目的：在放射学领域，包括 ChatGPT 在内的大型语言模型（LLMs）近来备受关注，其实用性正在迅速得到评估。然而，由于幻觉和参考不足等局限性，人们对其在临床应用中的可靠性产生了担忧。为了解决这些问题，我们重点研究了最新的技术--检索增强生成（RAG），它能使 LLMs 参考可靠的外部知识（REK）。具体来说，本研究考察了最近发布的配备 RAG 的 LLM（RAG-LLM）--NotebookLM 在肺癌分期方面的实用性和可靠性：我们总结了日本现行的肺癌分期指南，并将其作为 REK 提供给 NotebookLM。然后，我们让 NotebookLM 根据 CT 结果对 100 例虚构的肺癌病例进行分期，并评估其准确性。为了进行比较，我们使用黄金标准 LLM GPT-4 Omni（GPT-4o）执行了相同的任务，包括使用和不使用 REK。对于 GPT-4o，REK 直接在提示中提供，而不是通过 RAG：结果：在肺癌分期实验中，NotebookLM 的诊断准确率达到 86%，优于 GPT-4o，后者使用 REK 时的准确率为 39%，不使用 REK 时为 25%。此外，NotebookLM 在 REK 中搜索参考位置的准确率达到 95%：NotebookLM是一种RAG-LLM，它利用REK成功地进行了肺癌分期，与GPT-4o（不含RAG）相比表现出更优越的性能。此外，它还在 REK 中提供了高度准确的参考位置，使放射科医生能够有效评估 NotebookLM 响应的可靠性，并检测可能出现的幻觉。总之，这项研究凸显了 RAG-LLM NotebookLM 在图像诊断中的潜力。

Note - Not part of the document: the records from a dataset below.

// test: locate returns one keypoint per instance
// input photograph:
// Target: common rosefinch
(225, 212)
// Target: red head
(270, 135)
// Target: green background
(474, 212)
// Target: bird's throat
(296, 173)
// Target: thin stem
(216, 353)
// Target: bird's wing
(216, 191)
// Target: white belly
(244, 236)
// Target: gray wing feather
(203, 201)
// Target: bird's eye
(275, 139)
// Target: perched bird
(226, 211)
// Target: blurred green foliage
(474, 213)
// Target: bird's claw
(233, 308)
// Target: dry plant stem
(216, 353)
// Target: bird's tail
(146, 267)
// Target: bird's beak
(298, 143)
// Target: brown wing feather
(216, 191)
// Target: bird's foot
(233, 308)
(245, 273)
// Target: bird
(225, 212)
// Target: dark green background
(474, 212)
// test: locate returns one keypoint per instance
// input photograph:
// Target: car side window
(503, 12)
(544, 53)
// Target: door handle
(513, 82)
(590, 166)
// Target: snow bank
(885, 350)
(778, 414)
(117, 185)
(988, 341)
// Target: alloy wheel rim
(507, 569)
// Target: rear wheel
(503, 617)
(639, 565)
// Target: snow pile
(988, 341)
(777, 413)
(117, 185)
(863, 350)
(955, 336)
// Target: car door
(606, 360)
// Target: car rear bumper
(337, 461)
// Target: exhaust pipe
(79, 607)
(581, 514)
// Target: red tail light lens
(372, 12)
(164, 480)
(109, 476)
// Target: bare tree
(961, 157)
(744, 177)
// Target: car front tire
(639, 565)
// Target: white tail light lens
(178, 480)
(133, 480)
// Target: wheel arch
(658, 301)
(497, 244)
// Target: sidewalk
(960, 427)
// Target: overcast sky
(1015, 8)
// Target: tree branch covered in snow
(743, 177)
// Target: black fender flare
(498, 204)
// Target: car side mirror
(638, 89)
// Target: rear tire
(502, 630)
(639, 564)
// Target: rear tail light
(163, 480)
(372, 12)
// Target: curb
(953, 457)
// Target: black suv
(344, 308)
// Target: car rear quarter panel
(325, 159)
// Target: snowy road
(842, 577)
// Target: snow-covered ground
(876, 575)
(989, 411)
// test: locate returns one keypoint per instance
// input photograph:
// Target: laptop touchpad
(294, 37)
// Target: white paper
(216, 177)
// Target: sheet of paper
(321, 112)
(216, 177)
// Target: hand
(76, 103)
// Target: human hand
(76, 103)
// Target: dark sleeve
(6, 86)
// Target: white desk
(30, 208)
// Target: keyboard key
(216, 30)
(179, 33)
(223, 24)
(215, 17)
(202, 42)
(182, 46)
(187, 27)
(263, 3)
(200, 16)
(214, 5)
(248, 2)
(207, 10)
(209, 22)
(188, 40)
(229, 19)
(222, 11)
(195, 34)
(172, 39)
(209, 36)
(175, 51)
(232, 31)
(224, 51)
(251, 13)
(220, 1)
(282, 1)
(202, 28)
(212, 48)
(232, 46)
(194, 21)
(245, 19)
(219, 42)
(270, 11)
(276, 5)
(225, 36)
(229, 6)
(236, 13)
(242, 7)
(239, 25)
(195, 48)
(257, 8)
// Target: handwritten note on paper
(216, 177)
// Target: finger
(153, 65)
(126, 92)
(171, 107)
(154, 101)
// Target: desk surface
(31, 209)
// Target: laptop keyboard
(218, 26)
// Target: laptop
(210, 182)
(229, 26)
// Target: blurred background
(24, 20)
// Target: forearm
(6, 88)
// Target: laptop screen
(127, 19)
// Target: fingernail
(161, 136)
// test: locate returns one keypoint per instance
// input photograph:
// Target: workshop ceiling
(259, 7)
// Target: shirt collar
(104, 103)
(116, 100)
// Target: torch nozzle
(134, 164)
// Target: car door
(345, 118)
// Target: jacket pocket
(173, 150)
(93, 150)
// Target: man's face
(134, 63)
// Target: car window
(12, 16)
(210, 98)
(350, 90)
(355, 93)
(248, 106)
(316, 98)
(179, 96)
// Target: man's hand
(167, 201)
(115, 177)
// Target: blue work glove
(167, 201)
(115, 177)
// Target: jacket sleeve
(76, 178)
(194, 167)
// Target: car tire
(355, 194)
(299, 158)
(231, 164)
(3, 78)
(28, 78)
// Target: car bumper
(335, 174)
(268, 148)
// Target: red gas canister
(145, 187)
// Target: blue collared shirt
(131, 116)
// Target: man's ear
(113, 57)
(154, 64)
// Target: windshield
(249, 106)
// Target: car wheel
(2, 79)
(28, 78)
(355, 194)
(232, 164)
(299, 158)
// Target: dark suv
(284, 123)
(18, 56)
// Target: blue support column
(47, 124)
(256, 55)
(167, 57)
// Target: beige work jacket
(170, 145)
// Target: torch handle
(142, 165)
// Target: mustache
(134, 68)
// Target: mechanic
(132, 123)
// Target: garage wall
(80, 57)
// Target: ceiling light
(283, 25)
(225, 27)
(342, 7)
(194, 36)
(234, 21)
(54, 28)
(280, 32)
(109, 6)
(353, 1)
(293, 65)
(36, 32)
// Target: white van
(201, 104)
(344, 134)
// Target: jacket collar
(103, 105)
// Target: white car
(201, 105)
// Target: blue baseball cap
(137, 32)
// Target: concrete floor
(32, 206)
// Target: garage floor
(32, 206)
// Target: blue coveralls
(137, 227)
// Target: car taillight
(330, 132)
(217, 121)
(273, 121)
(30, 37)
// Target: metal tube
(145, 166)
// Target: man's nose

本文章由计算机程序翻译，如有差异，请以英文原文为准。

求助全文

约1分钟内获得全文求助全文

来源期刊

Japanese Journal of Radiology Medicine-Radiology, Nuclear Medicine and Imaging

自引率

4.80%

发文量

133

期刊介绍： Japanese Journal of Radiology is a peer-reviewed journal, officially published by the Japan Radiological Society. The main purpose of the journal is to provide a forum for the publication of papers documenting recent advances and new developments in the field of radiology in medicine and biology. The scope of Japanese Journal of Radiology encompasses but is not restricted to diagnostic radiology, interventional radiology, radiation oncology, nuclear medicine, radiation physics, and radiation biology. Additionally, the journal covers technical and industrial innovations. The journal welcomes original articles, technical notes, review articles, pictorial essays and letters to the editor. The journal also provides announcements from the boards and the committees of the society. Membership in the Japan Radiological Society is not a prerequisite for submission. Contributions are welcomed from all parts of the world.